I remember bugging Mrs Leigh in the school library about the Order of the Phoenix before that was released, and it being put back for ages and ages... it's great how this one woman has managed to create an atmosphere around books that's usually only seen around forms of 'easy' entertainment, such as movies or - dare I say it - games. I wonder how long the waiting list is for it at Macc library?

In fact, I've been in the library much more often that usual recently. I've got a load of books out by Noam Chomsky, for example, for my A2 level revision.
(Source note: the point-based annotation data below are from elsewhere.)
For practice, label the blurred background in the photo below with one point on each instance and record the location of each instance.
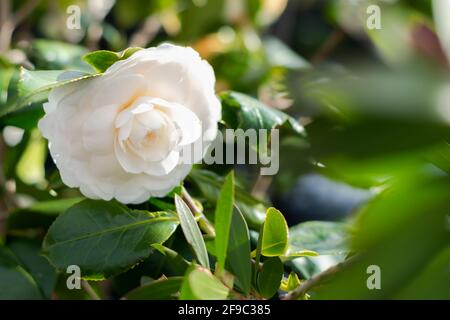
(374, 99)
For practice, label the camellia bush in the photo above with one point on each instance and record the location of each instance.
(119, 179)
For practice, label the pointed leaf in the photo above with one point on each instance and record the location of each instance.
(223, 216)
(105, 238)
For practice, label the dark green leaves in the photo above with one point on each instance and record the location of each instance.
(35, 85)
(191, 231)
(105, 238)
(163, 289)
(101, 60)
(223, 217)
(238, 255)
(201, 284)
(210, 183)
(320, 236)
(269, 279)
(244, 112)
(56, 55)
(275, 234)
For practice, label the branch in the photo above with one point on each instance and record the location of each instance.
(314, 281)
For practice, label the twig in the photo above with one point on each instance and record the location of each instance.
(89, 290)
(204, 223)
(314, 281)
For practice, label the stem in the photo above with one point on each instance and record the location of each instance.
(89, 290)
(203, 222)
(314, 281)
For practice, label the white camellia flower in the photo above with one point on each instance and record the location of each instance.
(123, 134)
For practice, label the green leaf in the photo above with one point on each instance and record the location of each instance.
(238, 254)
(244, 112)
(290, 283)
(54, 55)
(321, 237)
(35, 85)
(15, 282)
(201, 284)
(176, 262)
(40, 214)
(101, 60)
(27, 252)
(163, 289)
(210, 183)
(275, 234)
(223, 216)
(403, 245)
(105, 238)
(269, 279)
(191, 231)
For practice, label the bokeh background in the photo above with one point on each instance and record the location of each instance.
(375, 105)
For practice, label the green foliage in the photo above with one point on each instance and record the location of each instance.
(269, 279)
(320, 237)
(105, 238)
(103, 59)
(381, 124)
(274, 235)
(192, 232)
(223, 219)
(241, 111)
(39, 215)
(200, 284)
(15, 282)
(238, 253)
(162, 289)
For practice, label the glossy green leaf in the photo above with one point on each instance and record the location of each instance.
(101, 60)
(105, 238)
(238, 254)
(318, 236)
(175, 261)
(55, 55)
(244, 112)
(269, 279)
(275, 234)
(15, 282)
(40, 214)
(290, 283)
(191, 231)
(209, 183)
(223, 217)
(280, 55)
(201, 284)
(28, 254)
(163, 289)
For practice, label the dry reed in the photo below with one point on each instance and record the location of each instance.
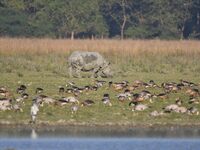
(130, 47)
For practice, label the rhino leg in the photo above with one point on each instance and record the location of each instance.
(70, 72)
(77, 73)
(95, 72)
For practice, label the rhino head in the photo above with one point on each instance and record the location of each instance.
(106, 71)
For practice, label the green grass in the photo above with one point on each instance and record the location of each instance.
(49, 71)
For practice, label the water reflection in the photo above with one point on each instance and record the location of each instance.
(34, 135)
(69, 131)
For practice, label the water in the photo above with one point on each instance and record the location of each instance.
(90, 138)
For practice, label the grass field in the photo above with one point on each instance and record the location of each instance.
(43, 63)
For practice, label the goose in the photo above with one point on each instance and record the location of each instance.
(61, 90)
(87, 103)
(21, 89)
(5, 104)
(152, 84)
(106, 99)
(178, 101)
(162, 95)
(118, 86)
(34, 112)
(74, 108)
(193, 110)
(99, 83)
(39, 90)
(70, 99)
(24, 95)
(193, 100)
(155, 113)
(138, 107)
(171, 108)
(16, 107)
(193, 92)
(187, 83)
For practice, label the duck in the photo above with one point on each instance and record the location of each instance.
(87, 102)
(106, 99)
(39, 90)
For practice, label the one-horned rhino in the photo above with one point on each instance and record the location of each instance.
(91, 62)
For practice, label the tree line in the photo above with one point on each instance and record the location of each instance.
(136, 19)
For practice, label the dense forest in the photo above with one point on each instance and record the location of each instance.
(135, 19)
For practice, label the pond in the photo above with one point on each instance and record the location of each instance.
(100, 138)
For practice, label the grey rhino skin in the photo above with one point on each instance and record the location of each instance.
(91, 62)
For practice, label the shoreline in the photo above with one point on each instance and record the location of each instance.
(43, 124)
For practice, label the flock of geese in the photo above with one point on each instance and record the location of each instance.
(125, 92)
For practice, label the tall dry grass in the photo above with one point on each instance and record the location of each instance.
(10, 45)
(21, 54)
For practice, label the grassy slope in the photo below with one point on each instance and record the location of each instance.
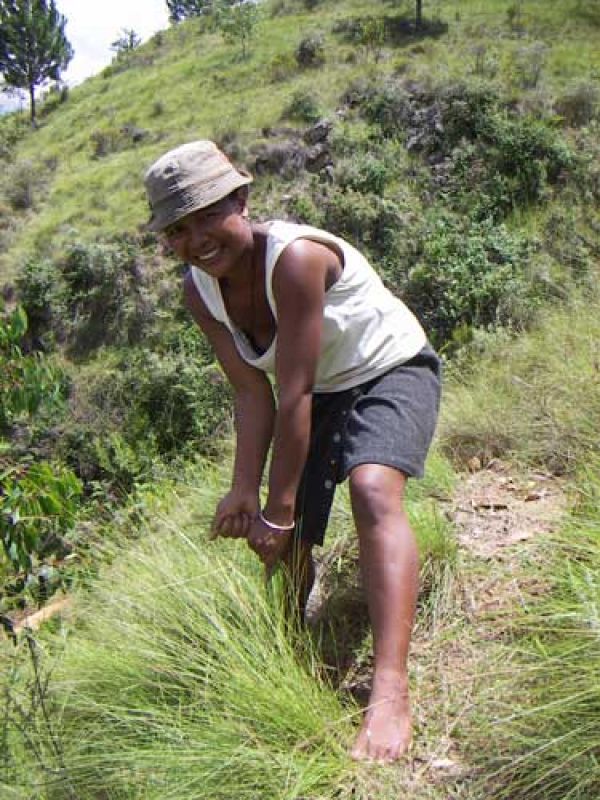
(185, 84)
(449, 655)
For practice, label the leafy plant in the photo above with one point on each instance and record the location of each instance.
(467, 275)
(33, 45)
(237, 22)
(37, 502)
(27, 381)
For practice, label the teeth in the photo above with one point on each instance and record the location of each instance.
(207, 256)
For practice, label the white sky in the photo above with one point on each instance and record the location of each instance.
(92, 26)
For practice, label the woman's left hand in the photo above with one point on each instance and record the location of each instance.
(268, 545)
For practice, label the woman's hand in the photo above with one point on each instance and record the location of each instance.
(269, 545)
(235, 515)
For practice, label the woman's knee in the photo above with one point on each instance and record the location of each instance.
(376, 492)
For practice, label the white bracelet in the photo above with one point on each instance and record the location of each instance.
(274, 527)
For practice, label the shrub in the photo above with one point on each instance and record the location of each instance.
(28, 382)
(310, 52)
(534, 397)
(579, 105)
(369, 221)
(103, 299)
(38, 292)
(528, 64)
(303, 106)
(282, 67)
(21, 183)
(37, 504)
(365, 174)
(467, 276)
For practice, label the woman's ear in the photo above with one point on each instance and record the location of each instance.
(241, 197)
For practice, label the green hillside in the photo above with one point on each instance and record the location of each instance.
(463, 157)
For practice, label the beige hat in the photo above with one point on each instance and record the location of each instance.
(192, 176)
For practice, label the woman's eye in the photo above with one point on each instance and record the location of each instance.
(174, 232)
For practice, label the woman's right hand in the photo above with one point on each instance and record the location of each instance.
(235, 514)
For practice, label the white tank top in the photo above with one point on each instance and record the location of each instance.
(366, 329)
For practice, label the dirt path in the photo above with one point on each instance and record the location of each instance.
(494, 509)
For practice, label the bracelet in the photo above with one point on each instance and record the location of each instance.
(274, 527)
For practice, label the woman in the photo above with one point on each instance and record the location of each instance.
(357, 394)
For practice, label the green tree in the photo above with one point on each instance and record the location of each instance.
(33, 45)
(182, 9)
(237, 22)
(419, 13)
(127, 41)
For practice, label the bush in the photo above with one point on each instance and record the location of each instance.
(27, 382)
(37, 505)
(143, 409)
(303, 106)
(21, 183)
(310, 53)
(580, 105)
(369, 221)
(365, 174)
(468, 275)
(535, 398)
(282, 67)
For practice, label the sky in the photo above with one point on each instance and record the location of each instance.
(92, 25)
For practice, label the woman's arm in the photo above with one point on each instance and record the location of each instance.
(254, 408)
(299, 284)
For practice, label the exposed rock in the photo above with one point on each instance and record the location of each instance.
(319, 132)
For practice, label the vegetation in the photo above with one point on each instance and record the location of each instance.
(461, 154)
(33, 45)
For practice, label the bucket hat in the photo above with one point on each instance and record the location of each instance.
(190, 177)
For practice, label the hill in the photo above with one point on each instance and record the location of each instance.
(463, 158)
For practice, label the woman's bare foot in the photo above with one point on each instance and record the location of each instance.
(386, 732)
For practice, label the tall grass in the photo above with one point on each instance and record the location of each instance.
(181, 678)
(535, 398)
(547, 710)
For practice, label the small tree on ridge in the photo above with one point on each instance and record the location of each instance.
(33, 45)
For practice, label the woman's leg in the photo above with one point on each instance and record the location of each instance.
(389, 566)
(300, 570)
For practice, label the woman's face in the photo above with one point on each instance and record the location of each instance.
(215, 238)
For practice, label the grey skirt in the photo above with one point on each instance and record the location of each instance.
(389, 420)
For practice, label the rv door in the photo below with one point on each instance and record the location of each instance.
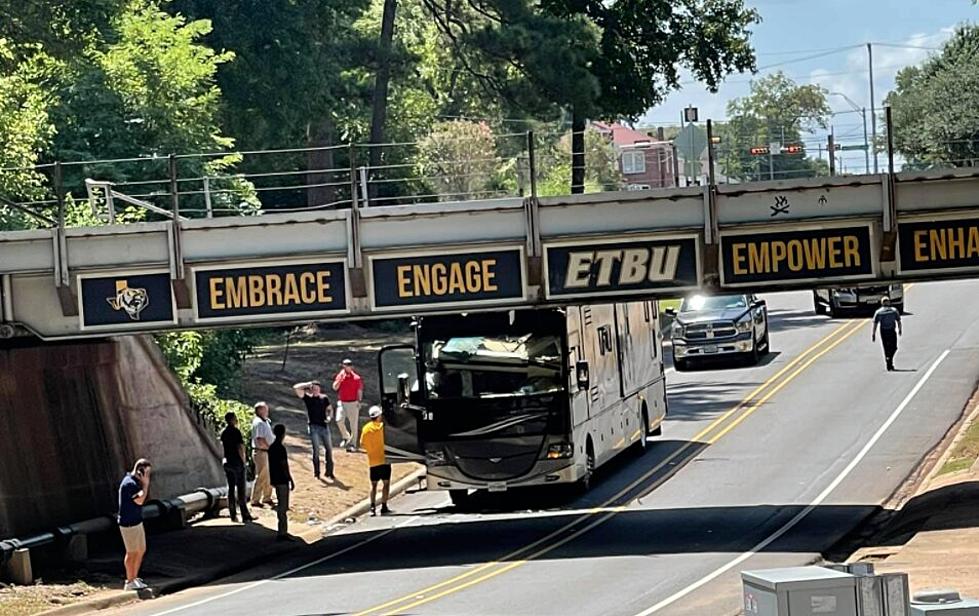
(399, 390)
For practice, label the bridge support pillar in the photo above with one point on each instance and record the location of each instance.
(18, 569)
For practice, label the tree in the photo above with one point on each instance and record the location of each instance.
(934, 105)
(600, 60)
(776, 111)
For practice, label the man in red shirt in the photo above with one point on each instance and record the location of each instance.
(350, 391)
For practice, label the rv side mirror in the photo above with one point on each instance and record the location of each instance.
(581, 374)
(404, 389)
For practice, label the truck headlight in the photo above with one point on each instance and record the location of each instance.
(436, 457)
(556, 451)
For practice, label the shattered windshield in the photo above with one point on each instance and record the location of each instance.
(493, 366)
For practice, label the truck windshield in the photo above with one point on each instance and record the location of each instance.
(712, 302)
(493, 366)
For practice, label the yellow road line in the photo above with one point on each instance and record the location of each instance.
(419, 597)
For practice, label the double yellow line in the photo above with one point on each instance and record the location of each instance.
(598, 515)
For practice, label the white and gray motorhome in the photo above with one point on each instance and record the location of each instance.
(496, 400)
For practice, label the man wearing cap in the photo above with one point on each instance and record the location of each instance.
(350, 391)
(372, 441)
(319, 411)
(889, 319)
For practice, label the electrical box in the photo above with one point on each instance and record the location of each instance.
(799, 591)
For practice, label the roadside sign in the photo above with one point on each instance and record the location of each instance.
(473, 278)
(622, 267)
(939, 245)
(264, 292)
(796, 256)
(126, 300)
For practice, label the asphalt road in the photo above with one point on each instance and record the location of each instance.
(825, 437)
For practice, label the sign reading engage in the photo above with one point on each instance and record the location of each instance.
(797, 255)
(134, 300)
(939, 245)
(476, 277)
(270, 290)
(610, 268)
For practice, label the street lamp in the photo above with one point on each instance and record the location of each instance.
(866, 141)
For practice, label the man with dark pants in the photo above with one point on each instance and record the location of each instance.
(234, 468)
(319, 412)
(889, 319)
(133, 491)
(281, 480)
(372, 441)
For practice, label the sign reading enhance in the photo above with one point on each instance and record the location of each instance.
(939, 245)
(473, 277)
(797, 255)
(126, 300)
(610, 268)
(247, 292)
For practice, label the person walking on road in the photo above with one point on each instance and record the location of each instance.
(350, 391)
(261, 440)
(889, 319)
(281, 480)
(319, 412)
(133, 490)
(234, 468)
(372, 441)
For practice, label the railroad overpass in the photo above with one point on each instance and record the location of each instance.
(401, 260)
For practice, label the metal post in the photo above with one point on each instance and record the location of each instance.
(873, 108)
(532, 163)
(710, 153)
(831, 144)
(207, 197)
(364, 195)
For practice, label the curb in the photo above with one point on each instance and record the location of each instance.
(310, 536)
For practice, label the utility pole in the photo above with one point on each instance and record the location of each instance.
(873, 104)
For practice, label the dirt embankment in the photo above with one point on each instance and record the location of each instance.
(316, 353)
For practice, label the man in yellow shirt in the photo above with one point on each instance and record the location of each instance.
(372, 441)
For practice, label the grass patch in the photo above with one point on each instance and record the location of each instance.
(966, 451)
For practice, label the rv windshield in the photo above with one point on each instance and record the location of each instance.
(493, 366)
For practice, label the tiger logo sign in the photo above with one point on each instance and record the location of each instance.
(129, 299)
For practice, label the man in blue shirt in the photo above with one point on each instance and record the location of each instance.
(888, 318)
(132, 494)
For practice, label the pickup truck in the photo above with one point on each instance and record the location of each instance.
(833, 301)
(710, 326)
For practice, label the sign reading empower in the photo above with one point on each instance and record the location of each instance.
(274, 290)
(616, 267)
(938, 245)
(842, 252)
(454, 279)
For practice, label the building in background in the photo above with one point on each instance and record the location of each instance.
(644, 162)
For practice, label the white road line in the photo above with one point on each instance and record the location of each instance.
(289, 572)
(802, 514)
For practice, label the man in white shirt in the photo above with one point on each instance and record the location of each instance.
(262, 437)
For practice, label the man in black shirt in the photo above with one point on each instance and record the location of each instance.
(234, 467)
(320, 413)
(281, 480)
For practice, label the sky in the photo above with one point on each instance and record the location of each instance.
(792, 32)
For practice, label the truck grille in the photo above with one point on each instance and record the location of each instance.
(719, 329)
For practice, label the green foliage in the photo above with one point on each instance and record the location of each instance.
(934, 106)
(777, 110)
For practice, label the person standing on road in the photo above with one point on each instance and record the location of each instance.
(234, 468)
(889, 319)
(350, 391)
(133, 491)
(261, 440)
(320, 413)
(281, 480)
(372, 441)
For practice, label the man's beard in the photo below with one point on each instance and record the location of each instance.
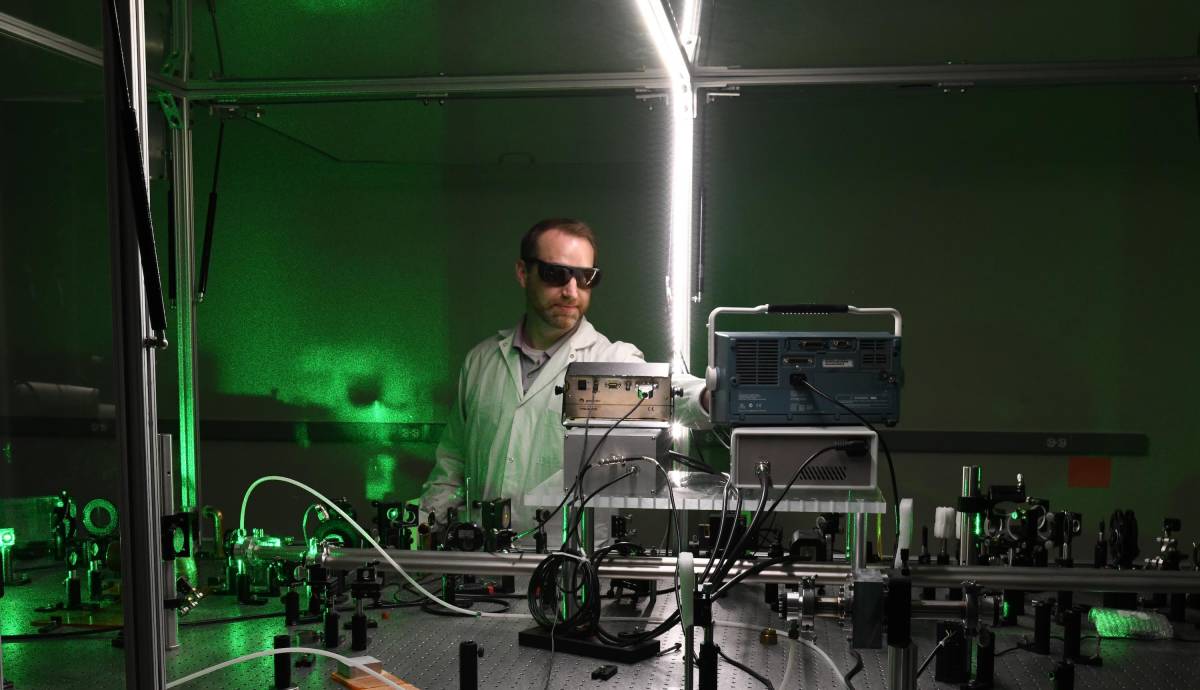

But I also took out a load of graphic novels to distract me from it. I reckon it worked.

Speaking of libraries, I managed to get an X-Men novel, also, and the Spider-Man film novelisation for 50p or something, which I was very impressed by. The latter also deserves its own post - I was VERY impressed with its writing.

We were there because I randomly met Ben in town to go and see Batman Begins with Peel... I believe on the last day of the exams. The second time I've seen it (as you amy have guessed, I'm a slight comic book nut), and I urge you all to go and see it as soon as you can. Far from being a great comic book film, it's the best Batman film ever made and easily in the top five films of this year. It's just... awesome - even if you're not a fan of comics, or Batman, or action, or anything. It's just great.


So yeah. It was Craig's prom today - in fact he's probably finishing it round about now, as I write this. He's got an after party to go to, as well, and I'm fairly sure he'll be getting laid. In all fairness, it's about bloody time, he's been desperate for that long. The fool. I jus hope he doesn't get smashed - not only will he not be able to perform, he won't be able to board the flight that we've so gallantly organised. It takes off at 10am, so he'll have a while to recover, but we're leaving here at 2 - and I don't relish having to do a Ben and stop every twenty metres so he can throw up on the kerbside. I really want this holiday to work - it's the last one we'll have abroad before the family splits off (namely me moving to Sheffield), and Dad can't really cut a holiday after this one, methinks.

Speaking of holidays, actually - and I can't believe I've waited till this long in the post to mention this - Siân and Joe are currently on holiday together. It was also Siân's birthday two days ago, and I can only imagine the romantic atmosphere he must have created for her.

They say the ultimate test for a relationship is whether you can go away together and rely, trust and depend on each other for as long as that holiday lasts. I know that Siân got annoyed with me if I just stayed over two nights in a row, hah. You guys - and I'm talking to you directly, now - you make much more sense than we ever did.

Many happy returns, Siân - I hope your adulthood brings you greater opportunity, and ultimately, success.



Man, this was the longest post ever. I don't know when I started writing it, but it's now ten past eleven... Just a quick type-up on this Spider-Man book, and I'm off. Gonna stay up until 2 playing God of War, I reckon... that's when we're leaving to pick up Grandma and go.